I have a pretty bad tendency of putting books down and finishing them some months later. These are books I’m at least a third of the way through:

Christian Hawkey, The Book & Funnels (poetry)
John Clare, “I Am” The Selected Poetry (poetry)
Samuel Greenberg, Poems (poetry)
Rodney Koeneke, Musee Mechanique (poems)
Stephane Mallarme, Divigations (prose)
Gertrude Stein, Fernhurst, Q.E.D. and other early writings (novellas)
Lorine Neidecker, Collected Works (poetry)
Flash MX Game Design Demystified (programming)
AI for Game Developers (programming)
Ian Bogast, Unit Operations (theory)
Nick Montfort, Twisty Little Passages (criticism)
Peter Handke, Kaspar and Other Plays (plays)
Erik Ehn, The Saint Plays (plays)
Pierre Guyotat, Eden Eden Eden (novel)
Geoffrey Eugenides, Middlesex (novel)
Tony Hoagland, Donkey Gospel (poetry)
Rogert Shattuck, Forbidden Knowledge (criticism)
Ronald Hayman, Theatre and Ant-Theatre (criticism)

Most importantly, though — even if it doesn’t count as reading, it is research, of sorts — is that I finished Shadow of the Colossus. Big deal? Well, I haven’t really played a video game in, oh, probably decades, certainly not with those new-fangled controllers, and this is an amazing one and took quite a long time (at least by my TV-weary standards).

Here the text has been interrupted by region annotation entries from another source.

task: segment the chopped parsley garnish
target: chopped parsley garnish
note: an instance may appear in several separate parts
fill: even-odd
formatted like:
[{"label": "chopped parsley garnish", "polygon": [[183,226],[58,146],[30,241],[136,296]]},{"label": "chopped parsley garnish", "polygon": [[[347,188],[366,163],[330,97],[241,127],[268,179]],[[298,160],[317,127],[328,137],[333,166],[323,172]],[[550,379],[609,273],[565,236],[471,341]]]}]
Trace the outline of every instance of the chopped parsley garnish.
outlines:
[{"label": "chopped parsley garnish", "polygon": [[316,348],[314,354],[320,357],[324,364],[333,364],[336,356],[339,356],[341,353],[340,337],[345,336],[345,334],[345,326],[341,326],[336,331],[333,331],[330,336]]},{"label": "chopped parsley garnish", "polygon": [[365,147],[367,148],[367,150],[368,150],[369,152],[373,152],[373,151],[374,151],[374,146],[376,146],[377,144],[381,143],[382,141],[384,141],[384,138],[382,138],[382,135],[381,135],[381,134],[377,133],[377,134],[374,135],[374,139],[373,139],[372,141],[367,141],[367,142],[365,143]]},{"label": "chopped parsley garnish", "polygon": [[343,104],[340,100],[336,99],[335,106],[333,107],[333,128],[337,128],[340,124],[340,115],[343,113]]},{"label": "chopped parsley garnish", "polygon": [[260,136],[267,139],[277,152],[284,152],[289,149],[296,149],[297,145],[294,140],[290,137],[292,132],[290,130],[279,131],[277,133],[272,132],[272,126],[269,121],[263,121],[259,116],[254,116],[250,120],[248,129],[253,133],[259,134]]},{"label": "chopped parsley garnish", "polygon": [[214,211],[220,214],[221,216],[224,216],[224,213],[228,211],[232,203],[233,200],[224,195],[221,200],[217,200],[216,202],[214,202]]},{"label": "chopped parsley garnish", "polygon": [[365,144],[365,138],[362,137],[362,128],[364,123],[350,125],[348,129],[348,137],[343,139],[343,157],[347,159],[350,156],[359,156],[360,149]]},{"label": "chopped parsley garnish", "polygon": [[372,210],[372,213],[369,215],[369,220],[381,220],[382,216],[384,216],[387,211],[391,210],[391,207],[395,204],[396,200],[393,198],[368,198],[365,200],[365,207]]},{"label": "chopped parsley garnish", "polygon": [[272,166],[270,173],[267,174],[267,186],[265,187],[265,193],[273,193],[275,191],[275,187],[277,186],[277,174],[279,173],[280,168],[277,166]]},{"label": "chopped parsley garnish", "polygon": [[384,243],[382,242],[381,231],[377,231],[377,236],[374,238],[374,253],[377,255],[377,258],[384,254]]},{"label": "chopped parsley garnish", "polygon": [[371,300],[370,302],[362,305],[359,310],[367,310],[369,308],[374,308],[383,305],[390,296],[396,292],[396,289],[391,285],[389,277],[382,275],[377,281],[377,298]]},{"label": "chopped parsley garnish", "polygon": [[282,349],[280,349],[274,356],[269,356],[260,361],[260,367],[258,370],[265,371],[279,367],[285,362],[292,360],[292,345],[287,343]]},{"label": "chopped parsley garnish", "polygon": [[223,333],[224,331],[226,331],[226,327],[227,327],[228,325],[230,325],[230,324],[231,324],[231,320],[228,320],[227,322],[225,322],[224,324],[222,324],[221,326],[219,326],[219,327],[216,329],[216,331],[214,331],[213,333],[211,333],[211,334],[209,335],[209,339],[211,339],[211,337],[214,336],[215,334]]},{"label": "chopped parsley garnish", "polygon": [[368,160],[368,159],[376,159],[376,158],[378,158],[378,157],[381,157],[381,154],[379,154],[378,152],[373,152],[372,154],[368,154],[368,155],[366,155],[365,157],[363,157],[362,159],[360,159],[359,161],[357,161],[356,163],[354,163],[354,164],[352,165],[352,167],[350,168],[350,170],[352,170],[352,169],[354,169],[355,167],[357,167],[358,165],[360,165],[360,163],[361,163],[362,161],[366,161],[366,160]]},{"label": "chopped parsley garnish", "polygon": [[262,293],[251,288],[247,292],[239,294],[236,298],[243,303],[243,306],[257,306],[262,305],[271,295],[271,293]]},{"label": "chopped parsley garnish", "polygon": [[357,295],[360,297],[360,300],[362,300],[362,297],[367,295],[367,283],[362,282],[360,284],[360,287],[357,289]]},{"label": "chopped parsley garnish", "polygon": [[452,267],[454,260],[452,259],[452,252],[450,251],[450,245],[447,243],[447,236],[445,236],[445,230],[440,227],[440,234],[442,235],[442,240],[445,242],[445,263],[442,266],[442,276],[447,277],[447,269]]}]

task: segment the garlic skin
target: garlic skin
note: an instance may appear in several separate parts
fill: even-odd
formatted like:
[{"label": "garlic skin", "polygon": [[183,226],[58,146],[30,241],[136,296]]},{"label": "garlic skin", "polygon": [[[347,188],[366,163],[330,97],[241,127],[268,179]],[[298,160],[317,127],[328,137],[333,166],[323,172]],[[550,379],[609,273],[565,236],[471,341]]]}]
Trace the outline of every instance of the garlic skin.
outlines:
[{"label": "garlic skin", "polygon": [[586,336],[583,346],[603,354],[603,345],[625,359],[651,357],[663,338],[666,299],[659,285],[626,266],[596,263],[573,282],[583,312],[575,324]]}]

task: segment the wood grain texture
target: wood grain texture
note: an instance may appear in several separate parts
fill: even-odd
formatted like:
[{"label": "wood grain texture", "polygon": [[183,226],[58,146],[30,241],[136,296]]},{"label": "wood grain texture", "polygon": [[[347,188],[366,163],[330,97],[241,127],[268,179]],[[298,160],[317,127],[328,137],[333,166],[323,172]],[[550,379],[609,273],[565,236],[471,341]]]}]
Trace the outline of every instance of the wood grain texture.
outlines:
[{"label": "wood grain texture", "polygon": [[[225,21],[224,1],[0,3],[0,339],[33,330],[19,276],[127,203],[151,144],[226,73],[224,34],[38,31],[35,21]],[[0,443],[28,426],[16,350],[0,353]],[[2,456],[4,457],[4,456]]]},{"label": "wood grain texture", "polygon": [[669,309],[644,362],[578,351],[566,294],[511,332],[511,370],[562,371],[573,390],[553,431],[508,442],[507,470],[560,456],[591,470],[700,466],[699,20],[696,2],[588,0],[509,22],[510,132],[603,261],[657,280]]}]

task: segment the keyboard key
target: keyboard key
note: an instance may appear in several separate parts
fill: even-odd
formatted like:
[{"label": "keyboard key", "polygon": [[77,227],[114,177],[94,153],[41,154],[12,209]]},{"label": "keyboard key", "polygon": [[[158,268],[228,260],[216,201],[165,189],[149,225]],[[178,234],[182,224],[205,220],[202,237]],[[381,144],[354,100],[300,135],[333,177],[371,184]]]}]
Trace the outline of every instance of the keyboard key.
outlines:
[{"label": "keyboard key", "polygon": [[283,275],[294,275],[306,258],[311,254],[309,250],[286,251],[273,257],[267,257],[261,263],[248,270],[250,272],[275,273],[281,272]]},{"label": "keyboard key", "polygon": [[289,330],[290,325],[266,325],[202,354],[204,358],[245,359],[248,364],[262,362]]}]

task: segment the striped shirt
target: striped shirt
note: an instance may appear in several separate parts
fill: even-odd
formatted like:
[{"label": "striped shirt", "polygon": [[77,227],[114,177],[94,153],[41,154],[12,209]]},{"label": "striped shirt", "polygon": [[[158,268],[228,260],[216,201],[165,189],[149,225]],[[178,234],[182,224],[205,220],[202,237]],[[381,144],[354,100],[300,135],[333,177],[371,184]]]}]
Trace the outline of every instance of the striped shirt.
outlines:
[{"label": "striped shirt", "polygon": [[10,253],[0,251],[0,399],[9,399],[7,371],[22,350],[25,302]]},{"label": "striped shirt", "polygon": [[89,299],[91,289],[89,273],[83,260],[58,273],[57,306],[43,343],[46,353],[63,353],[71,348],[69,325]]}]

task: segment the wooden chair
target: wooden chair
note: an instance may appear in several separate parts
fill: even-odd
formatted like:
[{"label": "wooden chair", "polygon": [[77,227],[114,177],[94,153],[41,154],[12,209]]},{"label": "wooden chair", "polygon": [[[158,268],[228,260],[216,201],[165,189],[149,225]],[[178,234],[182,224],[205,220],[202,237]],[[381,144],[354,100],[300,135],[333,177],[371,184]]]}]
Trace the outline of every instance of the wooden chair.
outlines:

If you don’t play video games, or don’t have a PS2, borrow one or go to a friend’s house and play this one, you won’t regret it. Not to sound like a snob, but it’s the first mainstream video game I’ve played that really convinced me of the cultural import of video games, for reasons I won’t describe now (and that don’t have only to do with the visual appeal). But I haven’t played a lot lately except for a bunch of experimental on-line things.